A priest loses his faith, parents visit their son’s grave, a man remembers the time he wronged a classmate, even Hitler gets a scene—that’s the general structure of Roy Andersson’s About Endlessness. As in his previous work, it’s a film built around a series of tableaus regarding human existence, his camera unmoving and unblinking. Despite the note of despair that permeates—and really, how could it not?—the film’s cumulative effect is strangely peaceful.

That calm is by design, even as Andersson’s film resists any easy or soothing classification. A woman’s voiceover recalls each of these scenes (a seemingly endless supply), and they are summoned before us to capture little slices of life—some familiar, others absurd. Their juxtaposition is meant to highlight this difference; how can one planet contain both this and that?

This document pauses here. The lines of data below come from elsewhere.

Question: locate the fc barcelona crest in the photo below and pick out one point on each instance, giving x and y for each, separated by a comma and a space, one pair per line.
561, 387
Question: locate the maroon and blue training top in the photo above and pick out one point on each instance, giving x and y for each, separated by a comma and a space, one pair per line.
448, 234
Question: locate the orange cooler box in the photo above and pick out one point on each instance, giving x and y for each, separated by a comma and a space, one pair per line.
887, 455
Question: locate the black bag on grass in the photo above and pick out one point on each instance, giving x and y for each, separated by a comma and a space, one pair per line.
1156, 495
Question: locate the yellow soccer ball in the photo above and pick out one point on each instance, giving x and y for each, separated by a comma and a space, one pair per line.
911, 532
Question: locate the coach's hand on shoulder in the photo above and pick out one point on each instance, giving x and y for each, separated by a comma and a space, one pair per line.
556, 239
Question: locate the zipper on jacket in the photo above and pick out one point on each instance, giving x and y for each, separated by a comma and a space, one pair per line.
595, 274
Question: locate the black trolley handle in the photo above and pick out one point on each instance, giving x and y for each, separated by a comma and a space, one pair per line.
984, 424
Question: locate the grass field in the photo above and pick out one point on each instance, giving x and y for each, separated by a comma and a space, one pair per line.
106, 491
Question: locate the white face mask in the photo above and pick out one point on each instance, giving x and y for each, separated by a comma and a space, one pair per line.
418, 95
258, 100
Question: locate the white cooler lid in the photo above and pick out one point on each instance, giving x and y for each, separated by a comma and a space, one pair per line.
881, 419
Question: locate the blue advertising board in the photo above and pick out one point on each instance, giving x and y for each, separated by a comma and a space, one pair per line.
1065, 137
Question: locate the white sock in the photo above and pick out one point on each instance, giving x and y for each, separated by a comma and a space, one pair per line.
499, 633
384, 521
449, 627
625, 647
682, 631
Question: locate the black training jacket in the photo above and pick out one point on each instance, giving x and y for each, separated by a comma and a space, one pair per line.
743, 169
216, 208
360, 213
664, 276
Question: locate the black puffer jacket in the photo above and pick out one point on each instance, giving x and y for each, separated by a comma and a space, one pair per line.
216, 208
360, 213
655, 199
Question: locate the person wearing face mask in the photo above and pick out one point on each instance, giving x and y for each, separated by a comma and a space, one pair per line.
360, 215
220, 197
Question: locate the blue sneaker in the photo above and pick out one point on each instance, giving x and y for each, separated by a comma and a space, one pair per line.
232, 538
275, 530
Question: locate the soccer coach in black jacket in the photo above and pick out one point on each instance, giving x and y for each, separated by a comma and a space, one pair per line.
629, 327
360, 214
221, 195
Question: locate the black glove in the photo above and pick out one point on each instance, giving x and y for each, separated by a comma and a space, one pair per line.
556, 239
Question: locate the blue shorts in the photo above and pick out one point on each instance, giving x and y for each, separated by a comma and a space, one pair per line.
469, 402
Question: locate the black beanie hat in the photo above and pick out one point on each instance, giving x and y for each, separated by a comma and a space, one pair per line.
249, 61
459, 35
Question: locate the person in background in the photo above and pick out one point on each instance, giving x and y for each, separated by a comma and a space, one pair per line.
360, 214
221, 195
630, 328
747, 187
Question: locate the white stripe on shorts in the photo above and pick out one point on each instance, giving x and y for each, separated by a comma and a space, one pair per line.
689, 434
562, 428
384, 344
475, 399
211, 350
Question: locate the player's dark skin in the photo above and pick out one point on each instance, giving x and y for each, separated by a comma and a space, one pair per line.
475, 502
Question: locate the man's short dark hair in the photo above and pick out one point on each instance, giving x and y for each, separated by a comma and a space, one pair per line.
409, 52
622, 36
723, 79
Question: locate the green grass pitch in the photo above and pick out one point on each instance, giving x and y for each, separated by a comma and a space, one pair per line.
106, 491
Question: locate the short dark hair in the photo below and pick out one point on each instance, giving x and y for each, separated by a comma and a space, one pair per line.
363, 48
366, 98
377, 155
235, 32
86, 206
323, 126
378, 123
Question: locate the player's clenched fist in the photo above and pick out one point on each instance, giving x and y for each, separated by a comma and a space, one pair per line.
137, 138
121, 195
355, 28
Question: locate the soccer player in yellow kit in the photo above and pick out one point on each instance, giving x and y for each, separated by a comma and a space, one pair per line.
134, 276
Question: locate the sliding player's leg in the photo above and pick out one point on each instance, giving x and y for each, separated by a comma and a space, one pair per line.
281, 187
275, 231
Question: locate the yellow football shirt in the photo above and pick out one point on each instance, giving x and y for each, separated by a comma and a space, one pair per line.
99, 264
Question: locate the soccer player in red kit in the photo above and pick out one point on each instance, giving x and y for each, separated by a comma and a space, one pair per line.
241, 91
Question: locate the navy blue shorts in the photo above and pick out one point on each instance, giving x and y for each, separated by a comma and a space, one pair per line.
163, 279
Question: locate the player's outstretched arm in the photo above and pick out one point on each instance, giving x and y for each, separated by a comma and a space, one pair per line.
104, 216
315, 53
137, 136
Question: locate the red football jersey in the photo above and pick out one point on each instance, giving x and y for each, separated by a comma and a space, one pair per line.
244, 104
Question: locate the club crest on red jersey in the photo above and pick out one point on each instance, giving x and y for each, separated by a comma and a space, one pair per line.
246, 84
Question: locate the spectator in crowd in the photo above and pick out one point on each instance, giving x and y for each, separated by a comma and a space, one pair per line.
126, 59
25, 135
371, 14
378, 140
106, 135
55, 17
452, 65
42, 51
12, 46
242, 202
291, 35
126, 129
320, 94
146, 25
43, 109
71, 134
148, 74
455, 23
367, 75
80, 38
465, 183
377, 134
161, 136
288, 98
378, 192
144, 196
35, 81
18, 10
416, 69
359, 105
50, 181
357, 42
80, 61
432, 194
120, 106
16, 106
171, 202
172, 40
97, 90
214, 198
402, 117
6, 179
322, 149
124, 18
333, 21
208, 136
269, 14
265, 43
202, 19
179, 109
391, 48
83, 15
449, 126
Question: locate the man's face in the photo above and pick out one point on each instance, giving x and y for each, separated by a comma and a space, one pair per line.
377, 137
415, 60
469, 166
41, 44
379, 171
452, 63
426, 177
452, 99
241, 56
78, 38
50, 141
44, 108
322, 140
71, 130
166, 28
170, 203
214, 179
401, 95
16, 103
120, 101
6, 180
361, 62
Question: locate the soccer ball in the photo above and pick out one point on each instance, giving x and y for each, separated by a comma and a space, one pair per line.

Still, the presentation of all these tiny dramas never raises the pulse, and the entire film remains as dry as the bone grey colour of its visual palette. The film’s singular pleasure is finding the beauty within its inherent darkness; a scene of, say, a husband and wife floating over a destroyed city provides one great example.

In all, About Endlessness slots into Andersson’s oeuvre as another acquired taste. It feels like the kind of film that could be projected on a wall somewhere, an audience stepping in and out, its images offering something to take in at any given moment. If nothing else, we can acknowledge the special challenge of making a film about nothing and everything at the same time.